Skies of Fury was the first project I've worked on with Student Game Developers. While I can't speak for our director, John Will, I figure it'd be good to chronicle what I thought went well and what didn't with the project so that other could learn from our successes and failures.


Skies of Fury (herein: "Skies" or "SoF") is a two-dimensional, top-down shooter that harkens back to the days of sprite animation and simple yet intense and addictive gameplay. The player assumes control of an advanced military fighter jet, taking on wave after wave of enemies, preparing for a challenging boss encounter at the end of each level.
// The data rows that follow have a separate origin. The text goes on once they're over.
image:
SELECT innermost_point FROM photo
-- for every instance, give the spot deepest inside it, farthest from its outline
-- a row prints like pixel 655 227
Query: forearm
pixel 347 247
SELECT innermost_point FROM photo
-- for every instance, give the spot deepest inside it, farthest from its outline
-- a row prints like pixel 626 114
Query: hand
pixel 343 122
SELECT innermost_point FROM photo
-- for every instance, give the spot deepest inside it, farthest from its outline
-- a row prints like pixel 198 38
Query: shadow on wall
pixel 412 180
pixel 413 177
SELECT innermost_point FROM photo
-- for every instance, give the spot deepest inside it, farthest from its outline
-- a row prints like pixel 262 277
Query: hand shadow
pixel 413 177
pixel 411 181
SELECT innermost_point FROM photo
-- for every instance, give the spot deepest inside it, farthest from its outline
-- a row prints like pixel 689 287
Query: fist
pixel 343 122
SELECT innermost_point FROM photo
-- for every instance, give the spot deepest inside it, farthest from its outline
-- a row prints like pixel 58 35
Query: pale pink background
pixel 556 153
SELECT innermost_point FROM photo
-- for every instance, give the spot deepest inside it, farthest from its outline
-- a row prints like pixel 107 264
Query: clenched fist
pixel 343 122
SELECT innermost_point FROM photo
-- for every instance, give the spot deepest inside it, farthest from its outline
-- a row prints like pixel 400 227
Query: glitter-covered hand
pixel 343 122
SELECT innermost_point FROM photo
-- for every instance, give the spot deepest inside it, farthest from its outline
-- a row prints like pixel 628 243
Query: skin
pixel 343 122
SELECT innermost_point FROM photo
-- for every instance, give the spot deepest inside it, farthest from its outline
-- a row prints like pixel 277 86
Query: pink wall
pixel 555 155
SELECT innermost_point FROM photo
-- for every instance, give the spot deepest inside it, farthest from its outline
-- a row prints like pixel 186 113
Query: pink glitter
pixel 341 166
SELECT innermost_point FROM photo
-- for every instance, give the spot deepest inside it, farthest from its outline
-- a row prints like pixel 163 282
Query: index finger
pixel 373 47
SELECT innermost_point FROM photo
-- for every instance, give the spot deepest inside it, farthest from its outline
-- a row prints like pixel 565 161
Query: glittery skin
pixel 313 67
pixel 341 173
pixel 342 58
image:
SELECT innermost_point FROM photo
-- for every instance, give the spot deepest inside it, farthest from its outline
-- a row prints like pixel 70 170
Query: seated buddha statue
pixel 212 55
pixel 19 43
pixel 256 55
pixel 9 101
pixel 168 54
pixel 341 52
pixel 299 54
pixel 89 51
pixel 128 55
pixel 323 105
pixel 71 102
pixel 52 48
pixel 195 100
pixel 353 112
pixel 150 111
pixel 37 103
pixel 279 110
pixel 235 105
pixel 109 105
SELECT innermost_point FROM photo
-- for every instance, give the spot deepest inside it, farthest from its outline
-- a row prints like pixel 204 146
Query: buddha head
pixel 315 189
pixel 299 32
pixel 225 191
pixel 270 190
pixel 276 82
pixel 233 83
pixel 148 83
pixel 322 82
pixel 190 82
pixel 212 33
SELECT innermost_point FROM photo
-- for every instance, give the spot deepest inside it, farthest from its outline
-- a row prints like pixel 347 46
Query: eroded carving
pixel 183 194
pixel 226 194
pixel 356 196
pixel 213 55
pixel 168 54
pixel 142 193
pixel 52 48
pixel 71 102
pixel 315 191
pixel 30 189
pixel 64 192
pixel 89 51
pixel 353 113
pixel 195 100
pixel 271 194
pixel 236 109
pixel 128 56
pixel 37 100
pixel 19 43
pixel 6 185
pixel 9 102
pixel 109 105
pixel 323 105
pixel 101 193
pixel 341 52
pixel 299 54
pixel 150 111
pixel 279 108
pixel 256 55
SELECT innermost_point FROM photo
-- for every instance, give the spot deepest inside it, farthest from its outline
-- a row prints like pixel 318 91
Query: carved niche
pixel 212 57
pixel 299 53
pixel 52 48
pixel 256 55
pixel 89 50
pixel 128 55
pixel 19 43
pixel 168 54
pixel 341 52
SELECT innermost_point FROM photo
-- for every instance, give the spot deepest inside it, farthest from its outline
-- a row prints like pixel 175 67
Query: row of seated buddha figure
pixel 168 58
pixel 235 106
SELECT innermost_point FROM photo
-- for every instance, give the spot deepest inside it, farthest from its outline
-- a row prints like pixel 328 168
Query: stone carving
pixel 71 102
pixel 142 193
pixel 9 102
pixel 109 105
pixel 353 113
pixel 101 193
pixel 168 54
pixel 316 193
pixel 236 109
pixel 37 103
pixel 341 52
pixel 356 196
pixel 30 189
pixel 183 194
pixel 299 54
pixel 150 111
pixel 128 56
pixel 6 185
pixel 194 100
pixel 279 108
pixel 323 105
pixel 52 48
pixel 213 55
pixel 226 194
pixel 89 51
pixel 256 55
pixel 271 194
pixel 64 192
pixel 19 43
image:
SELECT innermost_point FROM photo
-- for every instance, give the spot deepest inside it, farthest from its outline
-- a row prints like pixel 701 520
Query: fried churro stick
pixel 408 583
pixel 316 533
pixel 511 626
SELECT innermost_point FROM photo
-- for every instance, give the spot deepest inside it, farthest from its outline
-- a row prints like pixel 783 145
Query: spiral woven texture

The goal simply is to make it through alive.


  • We finished the game.  While very brief in length (more on that later), every feature we wanted to implement into the SoF game engine was implemented.  We consistently hit our targets every week with few exceptions, and as such we were able to stay on or in rare cases ahead of schedule throughout the development process.  We did have a bit of a crunch near the end of our dev cycle to get final tweaking and game balancing done, but this was expected.
  • Our team performed incredibly well.  The most vital component to the completion and success of this project was the ability of the team to work together to get stuff done and meet weekly targets.  Our team was comparatively large compared to other teams at the outset of the project, but effectively half the team dropped from the project over the course of the semester.  The guys who did stay on (Matt Beattie, Charles Gibson, Steven Mond, Nick Wasilewski, Matthew Yu, and myself) in my opinion did an incredible job of communicating with John and each other about changes made to the game, upcoming targets, bug-squashing, and everything else that came about related to the game.  Along the same lines, each person at some point took some initiative to implement some critical feature into the game.  Such features that were originally added by the efforts and initiative of but a single person (and tweaked by the team from there) were: the backbone of the entire game engine, the entire first level, music and sound implementation, the boss fights, offscreen tracking arrows, and particle effects.
  • The game is fun!  Thanks in part to being able to implement all of our features, the game turned out as good, if not better than we hoped for.  Everyone who played it at the Expo yesterday gave us positive feedback with regard to the fun factor of the game (alongside some constructive criticism and/or whining about dying too often -:) ).


  • Testing.  Throughout the design process, we struggled to get extensive feedback on our various builds of the game.  Our team at the outset had three testers, but by the end of the development cycle the only one who had ever contributed any feedback whatsoever was Matt Beattie (who contributed much useful feedback himself, but one tester can only be expected to do and find so much).  Many bugs in features were discovered weeks after the fact by our designers, who had to take up roles of testers as well to make up for the lack of feedback from two of our three listed testers.
  • The game isn't quite as long as we wanted.  Our original plan was to have at least three levels in the game, each with five unique enemies and a boss.  Time constraints due to engine development bugs, lack of testing, and the rigors of being full-time students on top of participating in this project quickly cut into our ability to meet this goal, however.  The final game does have two levels with five shared basic enemies and two unique bosses.  Adding more content would have made this game significantly better, in my opinion; that said, we knowingly traded off content amount for having a stable and good game engine underneath all the content, and I firmly believe that SoF benefitted from this trade-off.
  • Sloppy code and inconsistent documentation.  This is more of a personal gripe of mine that no one else may notice (and probably everyone on the team is guilty of, myself included), but throughout the game, memory is constantly being allocated and deallocated during gametime.  Given the fact that our game is a 2D shooter, this isn't a huge issue as any current hardware should handle our game no problem so long as we didn't try to do anything ridculous (like draw 500,000 particles at once), but this is still very poor practice; anything that we needed for a level should have been initialized in a single Initialize() call rather than in the main loop of the game.  Another gripe of mine is inconsistently commented code, which sometimes made it difficult to tweak the game or squash bugs.
  • The game is sometimes too hard.  My personal thanks to Nick (our lead level and boss designer), you are evil :)


I personally would call Skies a successful project.  Not only did we finish the game, but we made a fun enjoyable one.  It's not without flaws, but for my first full-fledged game project with SGD, I personally am very happy with how the game turned out.  The success of this project has me looking forward to working on a new project with the club (perhaps even some of the guys on this same team, should the chips fall that way) next semester.